Segundo Yarmysh, na sexta-feira os advogados do ativista tentaram visitá-lo na colônia penal nº6, onde deveria estar detido, mas o pedido foi negado. Nesta segunda-feira, veio uma resposta surpreendente: Navalny não constava mais da lista de prisioneiros.

Em seguida, os advogados foram para a colônia penal nº7, para onde ele poderia ter sido eventualmente transferido, mas o ativista também não estava ali. Não houve qualquer manifestação das autoridades prisionais russas sobre o caso.

Mais cedo, outra informação havia provocado um alerta: ele não compareceu a uma audiência prevista para a manhã desta segunda-feira, a ser realizada por videoconferência. A explicação oficial foi a de que "problemas elétricos" têm impedido os depoimentos à distância — na semana passada, uma outra audiência foi cancelada sob a mesma alegação.

A proximidade entre o anúncio da nova e esperada candidatura de Putin a um novo mandato e o desaparecimento de Navalny não deixa de chamar atenção, ainda mais pelo histórico eleitoral da Rússia nas últimas décadas.

O atual presidente venceu as eleições de 2000 e 2004 sem correr riscos — em 2008 ele foi impedido por lei de concorrer, e foi "representado" por Dmitry Medvedev. Segundo analistas, apesar de ocupar o cargo de primeiro-ministro nesse mandato, era Putin quem dava as cartas em questões estratégicas.

Em 2012, Putin foi eleito mais uma vez, mas agora em meio à maior série de protestos desde os anos 1990, centrados no combate à corrupção e na necessidade de realizar eleições limpas na Rússia. Centenas de pessoas foram presas, incluindo Navalny, e aquele momento pareceu ser um ponto de virada para Vladimir Putin no trato à oposição doméstica.

Na eleição seguinte, em 2018, Navalny manifestou a intenção de concorrer, mas foi vetado com base na lei da ficha limpa local. Naquele ano, Putin foi eleito com 77.53% dos votos, no primeiro turno.

Até o momento, apenas uma das candidaturas na eleição do que vem é simpática à causa de Navalny: Yekaterina Duntsova, jornalista de 40 anos e que já criticou as políticas do governo para a comunidade LGBT na Rússia, sinalizou que quer o fim da guerra na Ucrânia e diz que pretende libertar presos políticos em seu primeiro dia de mandato. Mas para estar nas cédulas ela precisará obter 300.000 assinaturas de apoio e superar o veto da Comissão Eleitoral Central.

'Extremismo'

Apesar da perseguição aberta, Navalny tentava manter suas atividades políticas dentro da Rússia, com eventos em cidades ao redor do país, muitas vezes realizados ao ar livre por causa da pouca disposição das autoridades locais em recebê-lo.

Em uma dessas viagens, em 2020, ele foi envenenado durante um voo na Sibéria, e precisou ser transferido para a Alemanha, onde recebeu um tratamento médico que lhe salvou a vida.

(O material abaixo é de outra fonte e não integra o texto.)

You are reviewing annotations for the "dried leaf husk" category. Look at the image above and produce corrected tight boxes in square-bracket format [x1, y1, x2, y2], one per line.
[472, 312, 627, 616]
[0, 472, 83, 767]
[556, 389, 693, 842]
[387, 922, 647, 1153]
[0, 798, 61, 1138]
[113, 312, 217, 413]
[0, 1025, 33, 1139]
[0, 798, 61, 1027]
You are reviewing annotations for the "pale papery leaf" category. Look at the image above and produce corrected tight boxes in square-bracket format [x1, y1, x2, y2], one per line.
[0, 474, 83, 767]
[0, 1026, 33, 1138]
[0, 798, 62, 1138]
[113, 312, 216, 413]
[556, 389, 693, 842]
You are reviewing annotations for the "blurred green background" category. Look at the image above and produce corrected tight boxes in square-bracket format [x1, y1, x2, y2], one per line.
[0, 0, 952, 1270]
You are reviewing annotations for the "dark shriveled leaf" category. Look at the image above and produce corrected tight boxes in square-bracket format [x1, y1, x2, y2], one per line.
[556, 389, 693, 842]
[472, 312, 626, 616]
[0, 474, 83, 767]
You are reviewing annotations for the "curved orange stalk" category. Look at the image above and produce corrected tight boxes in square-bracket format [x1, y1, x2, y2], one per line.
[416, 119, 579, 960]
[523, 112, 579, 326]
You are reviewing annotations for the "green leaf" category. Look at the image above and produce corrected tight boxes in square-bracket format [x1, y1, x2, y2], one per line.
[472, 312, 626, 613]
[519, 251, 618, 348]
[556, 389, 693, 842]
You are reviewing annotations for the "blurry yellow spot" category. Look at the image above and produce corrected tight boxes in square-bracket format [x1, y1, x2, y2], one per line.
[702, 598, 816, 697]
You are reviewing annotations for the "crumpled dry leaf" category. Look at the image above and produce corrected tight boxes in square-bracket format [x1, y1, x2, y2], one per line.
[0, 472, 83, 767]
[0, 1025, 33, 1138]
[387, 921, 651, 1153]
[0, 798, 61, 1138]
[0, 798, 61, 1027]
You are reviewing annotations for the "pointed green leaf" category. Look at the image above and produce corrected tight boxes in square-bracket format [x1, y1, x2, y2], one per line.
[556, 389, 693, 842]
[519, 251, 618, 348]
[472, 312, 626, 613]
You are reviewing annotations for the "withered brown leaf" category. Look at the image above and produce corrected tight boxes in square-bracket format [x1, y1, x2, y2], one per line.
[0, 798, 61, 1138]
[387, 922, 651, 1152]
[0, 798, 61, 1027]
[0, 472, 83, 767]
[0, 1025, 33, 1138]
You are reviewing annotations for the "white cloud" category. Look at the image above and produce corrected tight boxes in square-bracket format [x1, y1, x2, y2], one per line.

No exílio, elevou o tom dos ataques contra Putin e seu círculo político, contando com ampla presença nas redes sociais.

O governo russo nega as acusações de que teria envenenado Navalny com uma substância conhecida como Novichok, que figura na lista de armas químicas e que foi desenvolvida na União Soviética.

Contrariando os conselhos de aliados, Navalny retornou à Rússia em janeiro de 2021, onde foi prontamente detido, levado ao tribunal e condenado, em dois processos que se arrastaram por pouco mais de um ano, a 11 anos e meio de prisão.

Desde então, ele foi mantido em regime de segurança máxima, e não foram poucas as acusações de abusos, condições desumanas e de que problemas médicos crônicos teriam sido negligenciados pelas autoridades prisionais.

Em cartas, tentou manter ativa a militância, apesar das detenções de pessoas próximas à sua Fundação Anticorrupção, organização classificada como extremista pelo Kremlin. Ele nega todas as acusações, e afirma que elas são uma forma de calar as vozes contra Putin.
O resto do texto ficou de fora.